Once installed, geojsplit can be imported in like

```
from geojsplit import geojsplit

geojson = geojsplit.GeoJSONBatchStreamer("/path/to/some.geojson")

for feature_collection in geojson.stream():
do_something(feature_collection)
...
```

If the `/path/to/some.geojson` does not exists, `FileNotFound` will be raised.

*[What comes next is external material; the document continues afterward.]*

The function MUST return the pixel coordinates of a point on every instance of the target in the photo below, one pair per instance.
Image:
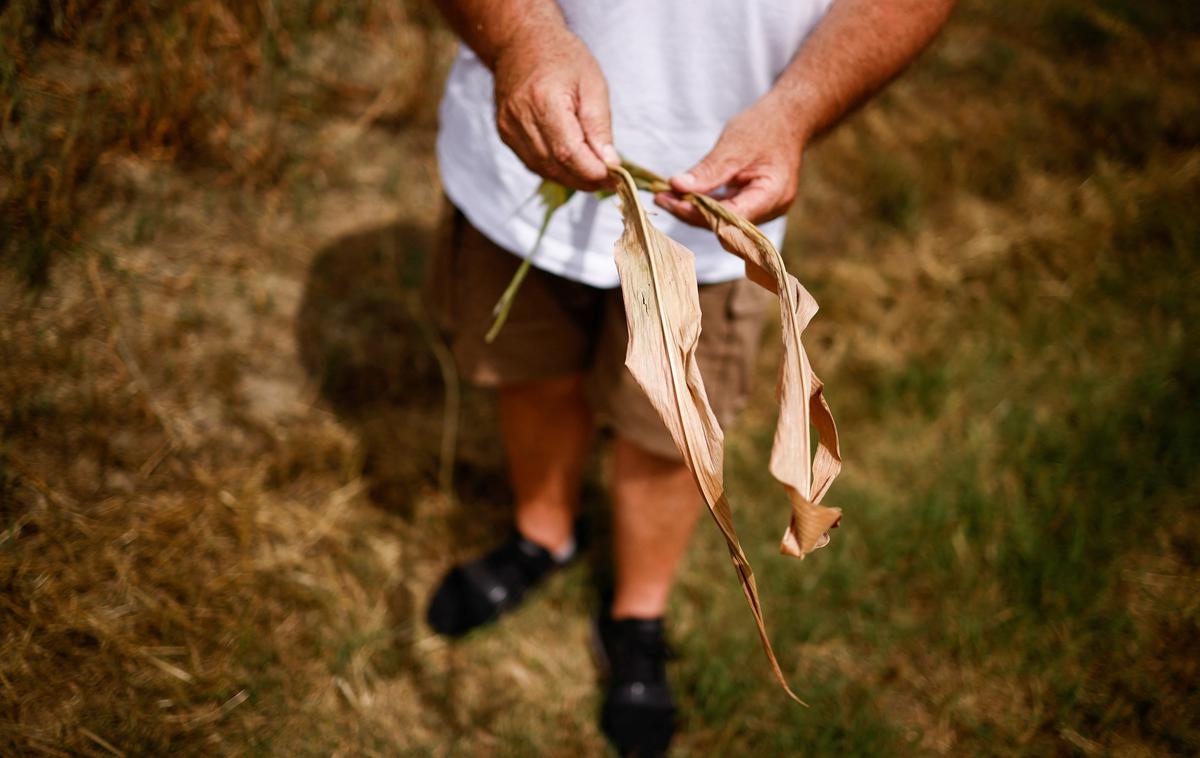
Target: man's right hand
(552, 108)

You can control how many features are streamed into a Feature Collection using the batch parameter (Default is 100).

```
>>> g = geojson.stream(batch=2) # instatiate generator object
>>> data = next(g)
>>> print(data)
{"features": [{"geometry": {"coordinates": [[[-118.254638, 33.7843], [-118.254637,
33.784231], [-118.254556, 33.784232], [-118.254559, 33.784339], [-118.254669,
33.784338], [-118.254668, 33.7843], [-118.254638, 33.7843]]], "type": "Polygon"},
"properties": {}, "type": "Feature"}, {"geometry": {"coordinates": [[[-118.254414,
33.784255], [-118.254232, 33.784255], [-118.254232, 33.784355], [-118.254414,
33.784355], [-118.254414, 33.784255]]], "type": "Polygon"}, "properties": {}, "type":
"Feature"}], "type": "FeatureCollection"}
>>> print(len(data["features"]))
2
```

If your GeoJSON document has a different format or you want to iterate over different elements on your document, you can also pass a different value to the `prefix` keyword argument (Default is `'features.item'`). This is an argument passed directly down to a `ijson.items` call, for more information see https://github.com/ICRAR/ijson.

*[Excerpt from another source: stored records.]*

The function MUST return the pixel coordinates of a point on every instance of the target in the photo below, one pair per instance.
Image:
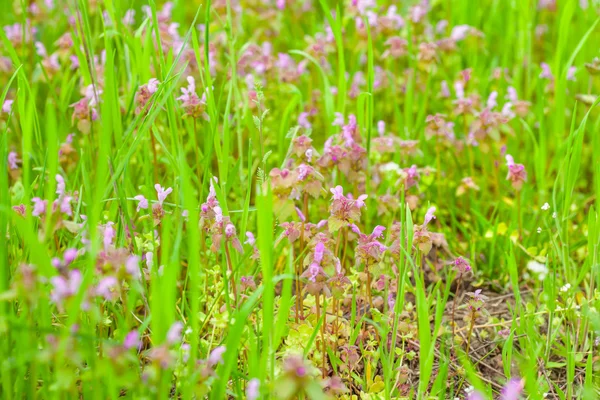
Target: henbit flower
(251, 240)
(39, 206)
(571, 74)
(162, 193)
(429, 215)
(143, 202)
(546, 72)
(12, 160)
(174, 333)
(252, 389)
(65, 287)
(216, 356)
(461, 265)
(69, 256)
(7, 106)
(107, 288)
(517, 174)
(132, 340)
(108, 234)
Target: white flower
(538, 269)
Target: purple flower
(60, 185)
(105, 288)
(39, 206)
(108, 234)
(429, 216)
(216, 356)
(461, 265)
(162, 193)
(319, 252)
(132, 340)
(143, 202)
(12, 160)
(517, 174)
(69, 256)
(571, 73)
(251, 240)
(174, 333)
(252, 389)
(65, 287)
(546, 72)
(7, 106)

### As a command line tool

After installing you should have the geojsplit executable in your `PATH`.

```
$ geojsplit -h
usage: geojsplit [-h] [-l GEOMETRY_COUNT] [-a SUFFIX_LENGTH] [-o OUTPUT]
[-n LIMIT] [-v] [-d] [--version]
geojson

Split a geojson file into many geojson files.

positional arguments:
geojson filename of geojson file to split

optional arguments:
-h, --help show this help message and exit
-l GEOMETRY_COUNT, --geometry-count GEOMETRY_COUNT
the number of features to be distributed to each file.
-a SUFFIX_LENGTH, --suffix-length SUFFIX_LENGTH
number of characters in the suffix length for split
geojsons
-o OUTPUT, --output OUTPUT
output directory to save split geojsons
-n LIMIT, --limit LIMIT
limit number of split geojson file to at most LIMIT,
with GEOMETRY_COUNT number of features.
-v, --verbose increase output verbosity
-d, --dry-run see output without actually writing to file
--version show geojsplit version number
```

By default splitted GeoJSON files are saved as `filename_x.geojson`. Default SUFFIX_LENGTH is 4, meaning that 456976 unique files can be generated. If you need more use `-a` or `--suffix-length` to increase this value appropriately.

The `--geometry-count` flag corresponds to the batch keyword argument for `GeoJSONBatchStreamer.stream` method. Note that if GEOMETRY_COUNT does not divide equally into the number of features in the Feature Collection, the last batch of features will be < GEOMETRY_COUNT.

Finally, to only iterate over the the first n elements of a GeoJSON document, use `--limit`.